Discover One of History’s Most Ambitious Maps

Martin Waldseemüller’s 1507 map was the oldest document to use “America” to describe the body of land between Africa and Asia

Waldseemüller 1507
This map changed how the world saw itself. Library of Congress/Public Domain

What’s in a map? When viewed as historical documents, most maps go far beyond portraying mere place. Rather, they transmit ideas about the priorities, prejudices and preoccupations of the people who created and used them. And perhaps no map is as important—or as packed with historical promise—as one by German mapmaker Martin Waldseemüller.

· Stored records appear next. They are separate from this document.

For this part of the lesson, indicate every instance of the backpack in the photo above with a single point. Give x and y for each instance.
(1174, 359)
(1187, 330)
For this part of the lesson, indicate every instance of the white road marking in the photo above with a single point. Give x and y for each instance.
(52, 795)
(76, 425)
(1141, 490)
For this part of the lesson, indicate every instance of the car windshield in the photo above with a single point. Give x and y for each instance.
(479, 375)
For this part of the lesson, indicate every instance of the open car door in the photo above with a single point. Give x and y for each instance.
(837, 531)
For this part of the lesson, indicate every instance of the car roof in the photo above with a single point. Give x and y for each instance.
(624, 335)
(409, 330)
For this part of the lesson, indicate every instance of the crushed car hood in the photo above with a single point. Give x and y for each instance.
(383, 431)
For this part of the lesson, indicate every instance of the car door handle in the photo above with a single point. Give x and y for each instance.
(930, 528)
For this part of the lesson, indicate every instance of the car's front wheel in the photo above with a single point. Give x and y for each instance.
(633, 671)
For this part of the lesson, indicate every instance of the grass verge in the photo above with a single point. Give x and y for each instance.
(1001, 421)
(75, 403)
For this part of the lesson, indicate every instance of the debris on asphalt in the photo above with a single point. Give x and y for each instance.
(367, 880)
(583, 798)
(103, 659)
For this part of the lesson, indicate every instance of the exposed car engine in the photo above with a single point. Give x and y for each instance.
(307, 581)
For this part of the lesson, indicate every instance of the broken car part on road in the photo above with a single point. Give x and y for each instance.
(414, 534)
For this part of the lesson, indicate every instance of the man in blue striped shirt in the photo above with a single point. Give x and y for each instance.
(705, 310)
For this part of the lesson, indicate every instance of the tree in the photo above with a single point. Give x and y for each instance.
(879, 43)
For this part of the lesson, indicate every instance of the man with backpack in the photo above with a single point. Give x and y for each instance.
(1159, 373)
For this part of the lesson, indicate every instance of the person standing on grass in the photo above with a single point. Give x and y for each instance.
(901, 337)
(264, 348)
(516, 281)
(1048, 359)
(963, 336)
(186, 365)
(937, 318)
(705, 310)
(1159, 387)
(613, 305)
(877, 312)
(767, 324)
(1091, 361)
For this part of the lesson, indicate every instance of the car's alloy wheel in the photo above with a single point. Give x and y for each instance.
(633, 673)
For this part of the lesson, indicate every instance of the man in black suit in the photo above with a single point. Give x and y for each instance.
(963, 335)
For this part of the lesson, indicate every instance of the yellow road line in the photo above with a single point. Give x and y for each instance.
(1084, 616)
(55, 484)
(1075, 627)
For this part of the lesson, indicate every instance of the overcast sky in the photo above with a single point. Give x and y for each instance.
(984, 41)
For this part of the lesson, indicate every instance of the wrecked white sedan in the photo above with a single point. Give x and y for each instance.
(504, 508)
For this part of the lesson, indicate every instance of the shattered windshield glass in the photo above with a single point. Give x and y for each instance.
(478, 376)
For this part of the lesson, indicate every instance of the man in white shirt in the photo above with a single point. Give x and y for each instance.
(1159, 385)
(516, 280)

Now you can delve into the mysteries of the 1507 world map yourself with the launch of A Land Beyond the Stars, a new interactive website that unpacks the map’s many secrets.

It’s the brainchild of the Museo Galileo in Florence, Italy, and was developed with the help of the Library of Congress. The site brings the map to life with interactive features and a cache of historical and cultural context. Relatively little is known about Waldseemüller, the map-making cleric, and his 1507 map, where the term "America" was first coined. (In 2009,  Toby Lester argued in Smithsonian magazine that the name might have come not from Waldseemüller but rather from an Alsatian scholar and poet named Matthias Ringmann, who wrote Introduction to Cosmography, the 1507 book the map was first referenced in.)

To create the map, Waldseemüller used the most up-to-date data available at the time, including new discoveries made by explorer Amerigo Vespucci in the New World. The result was the most detailed, ambitious world map that had ever been produced. Only about 1,000 copies of the map—the first ever to depict an Eastern and Western hemisphere split in two by the Pacific Ocean—were initially printed.

Waldseemüller didn't stop there—his lesser-known 1516 Carta Marina, which turns 500 years old this year, was even more boundary-breaking. As historian Chet Van Duzer explains, Waldseemüller apparently threw out his old sources for his new map, adding new information and using new techniques. “The map is a striking testament both to the cartographer's determination to show the true form of the world, and to the dynamism of early 16th century cartography,” Van Duzer notes.

Carta Marina
Martin Waldseemüller threw out what he thought he knew to make this ambitious 1516 map. Library of Congress/Public Domain

The website devoted to Waldseemüller’s ambitious map was created just in time for the 500th anniversary of the Carta Marina and for “Facts or Fictions: Debating the Mysteries of Early Modern Science and Cartography,” a two-day conference hosted by the Library of Congress in Washington, D.C. The conference also was convened to celebrate the Library of Congress’ acquisition of the Schöner Sammelband, a book that contains the only known copies not just of the Carta Marina, but of other important maps and globe gores, or segments.

At the conference this October, cartographers celebrated Waldseemüller's mapmaking and debated the ins and outs of mysterious, old maps. In a release, the Library of Congress notes that the conference included speakers on the history of everything from literature to science and philosophy—all topics that can be found embedded in the world’s most important historic maps.

The website, in the meantime, explores all of those topics and more. Visitors can uncover the map’s historical context, drill down into geographic regions, check out the map’s climate details, and even browse through a digital library of related books and maps. On its website, the Museo Galileo explains that the interactive website is the result of intensive research on the map. It was designed to share the stories of the map with the broader public and make the map more accessible—a worthy goal for anything that’s so old (and so influential).

So sit back, grab your mouse and take a tour of the globe as it had never before been imagined. Whether you sail the site for its awesome graphics or a sense of the historical context behind the map, one thing is clear: The 1507 masterpiece is much more than a simple case of “you are here.”